# Why You Must Treat Girls Like Shit To Make Them Love You



## Deleted member 14543 (Sep 7, 2021)

important watch^
to summarise, its basically saying girls NEED a powerful man. and a man who does bad things is showing his power compared to the nice guy. you NEED to have the ability to fight. and you should never treat a girl like a queen. treat her like shes your fan.

why do you think girls stay with the men that beat them up, cheat on them, treat them like shit. because they want a powerful man. im not saying beat up your girlfriend, but find ways to show your power

ive been nice to girls ive dated before and they just treat me like shit. but then when i treat them like shit(which i dont even enjoy doing) they treat me amazingly, always validating, buying me shit, cooking etc. its almost like they were subconsciously trying to tell me to cheat on them, show them i get other girls, show them i have power and wont be treated like shit.

you need to show your power. never be powerless. join an mma gym so you can mog other men.

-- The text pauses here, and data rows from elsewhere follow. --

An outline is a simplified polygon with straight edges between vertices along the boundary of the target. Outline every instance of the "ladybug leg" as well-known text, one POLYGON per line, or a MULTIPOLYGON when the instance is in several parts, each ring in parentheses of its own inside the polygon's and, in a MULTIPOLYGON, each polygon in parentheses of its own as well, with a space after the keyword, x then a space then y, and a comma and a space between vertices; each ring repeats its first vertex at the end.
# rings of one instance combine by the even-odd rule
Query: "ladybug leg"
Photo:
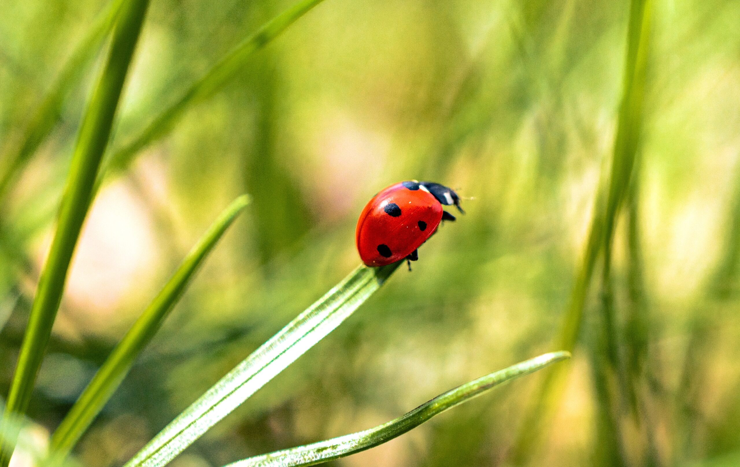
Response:
POLYGON ((408 265, 408 270, 411 270, 411 262, 419 259, 419 250, 414 250, 411 254, 406 256, 406 264, 408 265))
POLYGON ((442 220, 448 220, 450 222, 454 222, 455 217, 447 212, 446 211, 442 211, 442 220))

Also another big thing is hypergamy. if your treating your girl like shes a queen, that signals to her than you arent of high value. then her hypergamy mind will start trying to find another high value man. if you treat her like shit. it shows that you are high value and she will focus her hypergamy on trying to pin you down and make you behave nicely.

remember, women dont think like us. we want a nice cute girl who is quiet and treats us nicely. girls just want a powerful man

if you've got a girlfriend, still message other girls but maybe delete the first message you sent. to make it seem like they're messaging you. and say you wont cheat on her and say just trust me.

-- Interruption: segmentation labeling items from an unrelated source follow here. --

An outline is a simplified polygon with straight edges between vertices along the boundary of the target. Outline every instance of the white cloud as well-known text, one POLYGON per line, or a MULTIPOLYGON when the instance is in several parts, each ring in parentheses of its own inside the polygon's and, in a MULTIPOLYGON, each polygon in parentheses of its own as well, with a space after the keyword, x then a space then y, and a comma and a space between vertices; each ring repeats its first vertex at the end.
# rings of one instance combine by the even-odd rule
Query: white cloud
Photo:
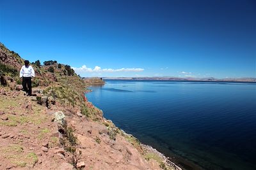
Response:
POLYGON ((196 77, 196 76, 191 75, 191 74, 186 74, 184 75, 184 77, 196 77))
POLYGON ((181 74, 192 74, 191 72, 186 72, 186 71, 181 71, 180 73, 181 74))
POLYGON ((86 66, 84 65, 81 67, 72 67, 76 73, 113 73, 113 72, 140 72, 144 71, 144 69, 141 68, 121 68, 121 69, 102 69, 99 66, 95 66, 94 69, 87 67, 86 66))

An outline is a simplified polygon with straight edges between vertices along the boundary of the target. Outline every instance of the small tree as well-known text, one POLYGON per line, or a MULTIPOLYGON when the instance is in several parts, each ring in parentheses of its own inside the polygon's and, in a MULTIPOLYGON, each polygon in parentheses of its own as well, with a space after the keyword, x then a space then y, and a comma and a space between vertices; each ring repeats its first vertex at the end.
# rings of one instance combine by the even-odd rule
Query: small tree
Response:
POLYGON ((53 60, 46 60, 46 61, 44 62, 44 64, 45 66, 52 65, 52 64, 54 64, 56 63, 54 62, 55 61, 53 61, 53 60))
POLYGON ((51 66, 48 68, 48 71, 49 71, 51 73, 54 73, 54 68, 53 67, 51 66))
POLYGON ((37 66, 38 67, 40 67, 41 66, 41 63, 40 62, 39 60, 37 60, 35 62, 35 64, 36 64, 36 66, 37 66))
POLYGON ((68 72, 68 76, 74 76, 74 73, 75 73, 75 71, 71 68, 70 66, 65 66, 65 69, 68 72))

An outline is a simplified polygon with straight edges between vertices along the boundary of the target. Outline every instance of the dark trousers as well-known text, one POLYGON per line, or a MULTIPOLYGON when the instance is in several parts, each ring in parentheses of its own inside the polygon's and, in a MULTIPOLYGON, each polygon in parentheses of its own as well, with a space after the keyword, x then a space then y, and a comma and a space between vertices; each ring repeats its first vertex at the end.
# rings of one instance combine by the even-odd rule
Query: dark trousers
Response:
POLYGON ((28 96, 32 95, 32 86, 31 77, 22 77, 23 90, 28 94, 28 96), (27 87, 28 86, 28 87, 27 87))

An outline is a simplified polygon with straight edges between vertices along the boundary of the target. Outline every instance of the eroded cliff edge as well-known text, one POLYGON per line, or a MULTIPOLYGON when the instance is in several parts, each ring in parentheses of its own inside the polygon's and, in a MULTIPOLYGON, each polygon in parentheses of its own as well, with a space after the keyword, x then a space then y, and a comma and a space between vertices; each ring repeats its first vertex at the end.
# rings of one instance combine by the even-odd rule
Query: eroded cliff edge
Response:
POLYGON ((32 64, 33 96, 24 96, 23 60, 0 44, 0 169, 180 169, 104 118, 68 65, 32 64))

if your girlfriend doesnt see other girls messaging you, she'll think no other girls want you. and her hypergamy brain will want to go for other men who do have girls messaging them.

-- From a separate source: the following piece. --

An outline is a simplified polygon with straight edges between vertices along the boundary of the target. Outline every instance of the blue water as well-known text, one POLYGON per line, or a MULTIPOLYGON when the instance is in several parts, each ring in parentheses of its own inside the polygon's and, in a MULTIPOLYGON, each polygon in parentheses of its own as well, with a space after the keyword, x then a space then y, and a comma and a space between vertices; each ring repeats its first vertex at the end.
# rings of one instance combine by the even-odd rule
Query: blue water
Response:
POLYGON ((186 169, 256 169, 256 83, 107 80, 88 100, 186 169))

dont be loyal until shes your wife, even then id keep side pieces just to make sure her hypergamy is set on you..

This is why its important to have an instagram, because you cant go on tinder if ur in a relationship as its just obvious cheating. your girl cant tell you to get off instagram...









HOW I GOT 13K+ INSTAGRAM GIRL FOLLOWERS [INSTAGRAM MAXXING GUIDE] SOCIAL MEDIA MASTERY


Right now I have 13k instagram girl followers What are the benefits of this?: I've DMd girls while I had 500 followers and ive DM'd girls while I've had 13k followers. I get way more replies the more followers I have due to increased percieved status. Also these girls treat you better and like...




looksmax.org





*some ways you can show your power:*
- own a business so your in control of other peoples lives
- join an mma gym and start competing, bring ur girl to your fights to watch you beat up other men
- passively show other girls are messaging you on instagram, you are in demand
- lift heavy as fuck shit at the gym
- be a leader of a social circle

write them below if you have any other ideas





Maybe dont treat your girl like shit. but at least show you have girls messaging you, dont validate her and suck up to her. dont pay for dates. and use them methods to show your power


only works if your not ugly. average guys like me can still get girlfriends, and use this method


----------



## Deleted member 756 (Sep 7, 2021)

Only works if you’re good looking


----------



## GigaAscender (Sep 7, 2021)

LondonVillie said:


> Only works if you’re good looking


this and this only.


----------



## Deleted member 14543 (Sep 7, 2021)

Maybe dont treat your girl like shit. but at least show you have girls messaging you, dont validate her and suck up to her. dont pay for dates. and use them methods to show your power


----------



## Deleted member 14543 (Sep 7, 2021)

LondonVillie said:


> Only works if you’re good looking


only works if your not ugly. average guys like me can still get girlfriends, and use this method


----------



## eduardkoopman (Sep 7, 2021)

Digital Hitler said:


> Maybe dont treat your girl like shit. but at least show you have girls messaging you, dont validate her and suck up to her. dont pay for dates. and use them methods to show your power


*A man either has power and options. Or he doesn't have it.*

It's borderline impossible to fool people/women; into thinking you have alot of options and thus power; for a long period of time. Even a short period of time.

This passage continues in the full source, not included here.